Atentas às transformações que as imagens promovem na vida das pessoas e, por consequência, no campo da educação, seja ela escolar ou não escolar, Adriana Fresquet e Inés Dussel elaboram o Abecedário Janela da Memória, nos permitindo acompanhar o diálogo que ambas estabelecem entre si sobre temas contemporâneos como a Atenção, o Cinema, as Mídias Digitais, a Wikipédia e o YouTube. Trata-se de pensar, nesse abcedário-conversa-cartografia, como a presença das imagens técnicas e mídias digitas impactam fortemente a educação, em elaborações potencializadas pela aproximação a autores como Jonathan Crary, Alain Bergala, Byung-Chul Han.

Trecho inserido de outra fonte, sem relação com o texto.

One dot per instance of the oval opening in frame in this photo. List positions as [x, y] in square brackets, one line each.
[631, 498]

Diante das alterações provocadas pelas imagens em processos de produção de conhecimento, colocam-se a urgência e a necessidade “de desaprender algo das visualidades que carregamos”: desacelerar os processos, focar a atenção e suspender modos habituais de reagir aos dispositivos. “Personalizar tempos de resposta e protocolos de comunicação em tempos de hiperconectividade e informação infindável parece se tornar cada vez mais uma questão da educação escolar, nem sempre claramente assumida.”

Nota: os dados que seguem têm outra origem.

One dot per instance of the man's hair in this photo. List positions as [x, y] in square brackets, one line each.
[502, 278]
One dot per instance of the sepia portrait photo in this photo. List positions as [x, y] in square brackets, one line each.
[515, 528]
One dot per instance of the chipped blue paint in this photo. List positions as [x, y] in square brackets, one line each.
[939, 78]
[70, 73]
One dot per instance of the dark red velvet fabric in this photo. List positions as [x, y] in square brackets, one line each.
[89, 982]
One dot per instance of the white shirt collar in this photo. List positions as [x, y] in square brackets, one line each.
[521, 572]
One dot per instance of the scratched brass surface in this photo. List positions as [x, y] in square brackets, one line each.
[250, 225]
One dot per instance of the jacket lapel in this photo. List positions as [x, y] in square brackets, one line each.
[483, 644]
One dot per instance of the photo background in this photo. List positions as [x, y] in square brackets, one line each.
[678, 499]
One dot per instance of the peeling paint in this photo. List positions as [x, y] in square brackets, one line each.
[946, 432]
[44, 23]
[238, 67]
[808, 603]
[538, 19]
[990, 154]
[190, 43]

Há assim outra luta em curso, que, de alguma forma, se relaciona com as demais: ela reivindica a inclusão do cinema e da arte dentro das escolas sejam elas de educação básica ou ensino superior, como experiências reconhecidas não apenas em sua instrumentalização para outros campos de conhecimento, mas como parte constituinte de experiências sensíveis e emancipadoras, atentas ao presente histórico em que vivemos: à educação e às escolas demanda-se que se posicionem sobre a relação dos sujeitos com as imagens e sobre os processos de produção de conhecimento envolvendo o audiovisual.

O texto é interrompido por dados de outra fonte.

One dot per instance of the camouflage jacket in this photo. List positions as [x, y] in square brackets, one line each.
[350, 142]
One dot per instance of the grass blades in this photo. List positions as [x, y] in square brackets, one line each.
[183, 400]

O artigo da seção Fora de Campo retoma um momento da história dessa relação entre o cinema e os processos emancipatórios, com o artigo Corpos-ruínas em Conterrâneos velhos de guerra, de Tatiana Hora. A autora mostra como o documentário de Wladimir Carvalho se coloca “ao lado” dos candangos, ao narrar a história por meio da relação com os sujeitos filmados, trabalhadores que atuaram na construção de Brasília e que foram empurrados para fora da cidade que construíram. No filme, os discursos do progresso e do desenvolvimento são contestados por meio de testemunhos dos trabalhadores, de imagens de arquivo e também pelo posicionamento, em cena, do cineasta, que questiona as autoridades acerca dos acontecimentos que insistem em idealizar ou ocultar. “Conterrâneos encontra na condição de corpos restantes dos candangos não só a expressão da exclusão que vivem atualmente na cidade, como também a potência histórica que carregam.” O documentário desvia a história e a arquitetura por meio de corpos-ruínas – aqueles que restam, ejetados ou soterrados na cidade, mas também corpos que carregam as memórias dos vencidos, e que emergem como sujeito coletivo. As histórias que narram é o que resta entre eles, o que promove a abertura para possibilidades utópicas latentes.

 

REFERÊNCIAS

FREIRE, Paulo. Pedagogia do oprimido. Rio de Janeiro: Paz e Terra, 1975.